Quiet Machine Studio

on-this-day · september 26

The Parthenon on the Acropolis of Athens, showing the damage from the 1687 explosion

the parthenon on the acropolis of athens, damaged by the 1687 explosion. source: wikimedia commons

When the Monument Became the Magazine

On this day in 1687 — The Parthenon was severely damaged by a Venetian bombardment. The Ottomans stored gunpowder in it.

2 min read

On September 26, 1687, a Venetian mortar round struck the roof of the Parthenon. The Ottomans had stored several tons of gunpowder inside. The explosion killed around three hundred people, blew out the central section, collapsed most interior columns, and sent sculptures that had survived two thousand years tumbling from the frieze. The damage done in those seconds took more from the Parthenon than all the preceding centuries combined.

The Parthenon had stood on the Acropolis since 438 BCE -- originally a temple to Athena, designed by Phidias under Pericles. Its proportions were obsessively refined: columns lean slightly inward, horizontal surfaces curve gently upward, optical corrections designed to counter how the eye perceives regular forms. The building was an argument made in marble.

It survived, in varying states of use, for over two millennia. Christian church, Catholic church, mosque -- each conversion brought modifications.
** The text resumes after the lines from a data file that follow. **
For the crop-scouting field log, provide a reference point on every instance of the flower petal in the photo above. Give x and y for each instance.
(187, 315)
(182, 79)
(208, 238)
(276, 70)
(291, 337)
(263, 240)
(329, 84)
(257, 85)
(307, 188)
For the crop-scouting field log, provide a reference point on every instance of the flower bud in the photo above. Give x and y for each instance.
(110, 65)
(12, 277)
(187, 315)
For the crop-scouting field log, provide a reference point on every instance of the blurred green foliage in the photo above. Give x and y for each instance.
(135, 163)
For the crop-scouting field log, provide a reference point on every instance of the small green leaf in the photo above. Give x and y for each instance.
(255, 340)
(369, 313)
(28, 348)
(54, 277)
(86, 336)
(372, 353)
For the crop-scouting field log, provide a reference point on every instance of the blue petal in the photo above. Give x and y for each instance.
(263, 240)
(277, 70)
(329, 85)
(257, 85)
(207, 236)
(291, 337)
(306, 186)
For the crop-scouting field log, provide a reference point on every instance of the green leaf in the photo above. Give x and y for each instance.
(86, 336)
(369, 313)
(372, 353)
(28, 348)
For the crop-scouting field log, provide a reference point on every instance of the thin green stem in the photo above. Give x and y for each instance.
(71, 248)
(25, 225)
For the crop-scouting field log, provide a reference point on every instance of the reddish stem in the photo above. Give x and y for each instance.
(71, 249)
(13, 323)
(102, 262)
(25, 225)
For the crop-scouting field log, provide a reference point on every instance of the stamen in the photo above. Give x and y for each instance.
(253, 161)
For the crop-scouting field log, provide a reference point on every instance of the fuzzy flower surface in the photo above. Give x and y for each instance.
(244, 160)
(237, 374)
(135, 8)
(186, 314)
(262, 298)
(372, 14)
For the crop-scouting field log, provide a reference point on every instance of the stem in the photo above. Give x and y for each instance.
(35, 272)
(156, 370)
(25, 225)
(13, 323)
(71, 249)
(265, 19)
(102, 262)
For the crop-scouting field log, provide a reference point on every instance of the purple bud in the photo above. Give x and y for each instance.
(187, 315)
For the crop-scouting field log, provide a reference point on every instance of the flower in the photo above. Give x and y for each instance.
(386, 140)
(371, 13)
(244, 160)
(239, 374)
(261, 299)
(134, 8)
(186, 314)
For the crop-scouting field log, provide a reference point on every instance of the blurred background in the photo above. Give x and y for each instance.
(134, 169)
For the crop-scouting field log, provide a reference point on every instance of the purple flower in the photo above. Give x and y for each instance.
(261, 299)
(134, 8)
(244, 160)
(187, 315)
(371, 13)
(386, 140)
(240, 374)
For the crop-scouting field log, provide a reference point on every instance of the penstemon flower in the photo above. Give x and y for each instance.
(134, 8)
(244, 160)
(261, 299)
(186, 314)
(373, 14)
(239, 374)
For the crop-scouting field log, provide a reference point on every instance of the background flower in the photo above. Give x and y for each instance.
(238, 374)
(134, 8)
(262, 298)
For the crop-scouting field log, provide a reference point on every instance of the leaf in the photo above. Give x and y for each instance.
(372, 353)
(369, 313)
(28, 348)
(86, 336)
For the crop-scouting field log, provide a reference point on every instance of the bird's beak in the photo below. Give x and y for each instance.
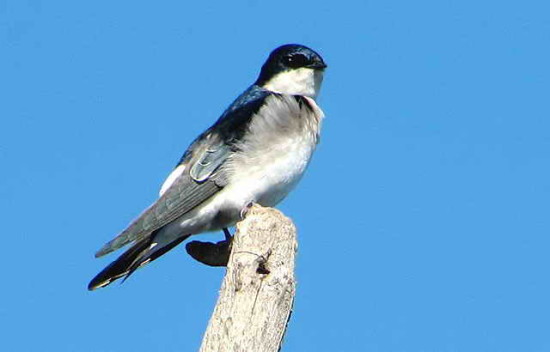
(318, 65)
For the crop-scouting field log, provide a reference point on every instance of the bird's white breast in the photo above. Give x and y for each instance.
(275, 152)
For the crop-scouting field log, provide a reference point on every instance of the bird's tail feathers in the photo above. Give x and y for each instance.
(140, 254)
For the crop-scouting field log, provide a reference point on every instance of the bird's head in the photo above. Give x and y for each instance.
(293, 69)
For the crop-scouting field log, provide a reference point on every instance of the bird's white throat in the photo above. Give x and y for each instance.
(302, 81)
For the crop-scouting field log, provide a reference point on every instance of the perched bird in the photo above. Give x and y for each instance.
(256, 152)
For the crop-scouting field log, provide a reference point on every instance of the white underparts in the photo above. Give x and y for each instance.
(171, 178)
(302, 81)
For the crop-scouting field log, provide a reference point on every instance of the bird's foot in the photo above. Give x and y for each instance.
(245, 210)
(209, 253)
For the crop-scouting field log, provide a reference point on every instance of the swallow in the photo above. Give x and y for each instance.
(256, 152)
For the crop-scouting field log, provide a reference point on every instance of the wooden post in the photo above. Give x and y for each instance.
(258, 290)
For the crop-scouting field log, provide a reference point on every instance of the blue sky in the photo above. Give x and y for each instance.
(423, 219)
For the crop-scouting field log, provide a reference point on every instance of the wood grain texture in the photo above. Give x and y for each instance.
(257, 293)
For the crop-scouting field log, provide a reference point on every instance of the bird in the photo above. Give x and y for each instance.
(255, 153)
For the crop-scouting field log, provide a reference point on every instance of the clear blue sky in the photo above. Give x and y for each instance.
(423, 220)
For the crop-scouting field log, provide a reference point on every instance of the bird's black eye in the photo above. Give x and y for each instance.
(296, 60)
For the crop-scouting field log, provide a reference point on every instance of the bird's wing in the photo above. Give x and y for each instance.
(182, 196)
(203, 174)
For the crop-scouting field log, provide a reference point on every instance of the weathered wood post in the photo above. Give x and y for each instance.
(257, 293)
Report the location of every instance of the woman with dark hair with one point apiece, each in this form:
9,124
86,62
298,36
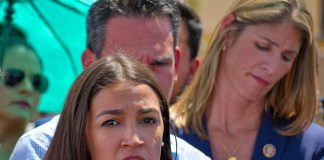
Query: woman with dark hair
21,85
114,110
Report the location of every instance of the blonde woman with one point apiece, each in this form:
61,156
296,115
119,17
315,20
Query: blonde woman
254,96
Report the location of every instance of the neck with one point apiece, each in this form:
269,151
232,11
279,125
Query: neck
232,114
10,131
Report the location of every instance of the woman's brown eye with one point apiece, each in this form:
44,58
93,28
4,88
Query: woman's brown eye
262,47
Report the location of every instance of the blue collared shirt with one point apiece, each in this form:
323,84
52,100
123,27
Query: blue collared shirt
308,145
33,145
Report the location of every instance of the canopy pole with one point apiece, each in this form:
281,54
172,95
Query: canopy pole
6,29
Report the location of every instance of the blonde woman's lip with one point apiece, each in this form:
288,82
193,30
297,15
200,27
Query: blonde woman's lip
134,158
260,80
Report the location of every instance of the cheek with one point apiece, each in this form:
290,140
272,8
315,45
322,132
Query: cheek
6,95
36,98
101,143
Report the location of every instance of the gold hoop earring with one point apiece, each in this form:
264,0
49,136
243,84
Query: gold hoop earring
224,48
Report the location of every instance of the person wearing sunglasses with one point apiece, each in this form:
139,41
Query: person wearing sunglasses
21,85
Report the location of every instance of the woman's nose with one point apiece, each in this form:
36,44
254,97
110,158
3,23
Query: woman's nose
26,87
131,137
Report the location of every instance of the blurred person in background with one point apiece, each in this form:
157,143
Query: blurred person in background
144,29
21,85
254,94
189,41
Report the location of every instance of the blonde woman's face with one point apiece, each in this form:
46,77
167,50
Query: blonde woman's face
259,57
125,122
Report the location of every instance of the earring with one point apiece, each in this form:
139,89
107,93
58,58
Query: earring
224,48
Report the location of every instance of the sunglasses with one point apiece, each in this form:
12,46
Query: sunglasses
14,76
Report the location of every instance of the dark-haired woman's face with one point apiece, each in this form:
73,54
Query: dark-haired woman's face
18,97
125,122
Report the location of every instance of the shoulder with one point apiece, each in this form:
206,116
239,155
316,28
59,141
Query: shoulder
184,150
34,144
313,138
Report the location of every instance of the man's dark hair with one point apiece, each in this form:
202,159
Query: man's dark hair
103,10
194,27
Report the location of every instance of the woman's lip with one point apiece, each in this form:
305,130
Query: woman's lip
261,81
134,158
22,104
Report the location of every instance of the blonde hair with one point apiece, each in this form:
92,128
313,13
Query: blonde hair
293,97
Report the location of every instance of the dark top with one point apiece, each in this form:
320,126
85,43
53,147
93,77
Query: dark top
308,145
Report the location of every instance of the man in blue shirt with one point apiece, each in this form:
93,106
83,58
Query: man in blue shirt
148,31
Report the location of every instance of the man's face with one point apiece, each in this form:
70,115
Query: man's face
149,40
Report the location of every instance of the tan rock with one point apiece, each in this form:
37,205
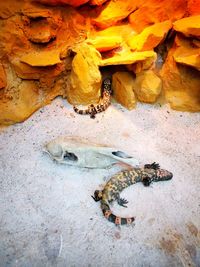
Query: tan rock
188,26
20,108
181,84
106,43
19,99
186,53
122,83
114,11
147,86
42,58
150,37
154,11
3,79
128,57
67,2
85,78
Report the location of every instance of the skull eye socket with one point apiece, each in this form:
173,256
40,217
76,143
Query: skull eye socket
70,156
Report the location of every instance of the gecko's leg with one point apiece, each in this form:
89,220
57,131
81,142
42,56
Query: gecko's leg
146,181
122,201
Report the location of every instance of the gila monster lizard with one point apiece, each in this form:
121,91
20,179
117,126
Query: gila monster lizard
102,105
111,191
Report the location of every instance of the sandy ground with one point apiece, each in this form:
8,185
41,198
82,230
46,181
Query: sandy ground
47,215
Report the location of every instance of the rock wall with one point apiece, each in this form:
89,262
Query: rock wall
59,47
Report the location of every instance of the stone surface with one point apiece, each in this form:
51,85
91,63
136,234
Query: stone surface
42,58
153,11
114,11
85,77
97,2
43,29
193,7
123,83
74,3
3,80
186,53
128,57
106,43
147,86
188,26
20,98
46,65
181,84
150,37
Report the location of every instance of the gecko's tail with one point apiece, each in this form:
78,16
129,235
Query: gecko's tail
113,218
81,111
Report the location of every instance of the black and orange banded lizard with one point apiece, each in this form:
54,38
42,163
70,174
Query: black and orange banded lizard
93,109
149,173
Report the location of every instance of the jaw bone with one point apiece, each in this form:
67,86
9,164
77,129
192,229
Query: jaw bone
80,152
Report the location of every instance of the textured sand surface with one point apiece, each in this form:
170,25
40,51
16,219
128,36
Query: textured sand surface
47,215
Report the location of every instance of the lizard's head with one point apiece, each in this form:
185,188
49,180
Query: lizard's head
155,174
97,195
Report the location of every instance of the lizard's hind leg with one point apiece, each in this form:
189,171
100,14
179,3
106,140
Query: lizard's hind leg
122,201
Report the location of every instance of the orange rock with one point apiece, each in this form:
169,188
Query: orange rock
67,2
154,11
147,86
181,84
3,80
193,7
41,58
188,26
150,37
114,11
106,43
128,57
186,53
123,85
85,77
41,30
97,2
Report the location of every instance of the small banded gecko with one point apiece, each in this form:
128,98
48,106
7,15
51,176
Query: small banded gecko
103,104
149,173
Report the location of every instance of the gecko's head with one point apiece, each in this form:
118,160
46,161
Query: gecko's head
97,195
152,175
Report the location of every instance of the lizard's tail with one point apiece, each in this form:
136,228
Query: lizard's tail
113,218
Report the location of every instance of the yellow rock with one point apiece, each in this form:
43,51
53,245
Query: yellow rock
41,58
114,11
3,81
123,83
181,84
154,11
147,86
97,2
85,78
128,57
186,53
189,26
106,43
150,37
But the structure remained largely intact. Then the Ottomans chose it as a powder magazine precisely because its walls were so thick. The building designed to endure eternity was relied upon for its physical strength in a military conflict.

Painting depicting the ruins of the Acropolis of Athens after the 1687 siege

the ruins of athens after the 1687 siege. source: wikimedia commons

Francesco Morosini led the Venetian siege. Afterwards, he attempted to remove surviving sculptures as trophies -- and dropped them, shattering them on the ground. In the following century, Lord Elgin shipped substantial portions to London. Those "Elgin Marbles" remain in the British Museum, still subject to return negotiations.

The Parthenon now stands as it has since 1687: a magnificent ruin. Current restoration uses reversible methods and laser-cut replacement marble. The building teaches that even the most carefully considered forms exist within historical circumstances that can overwhelm any architecture. It endured two thousand years. What ended it was gunpowder stored in the wrong place at the wrong moment.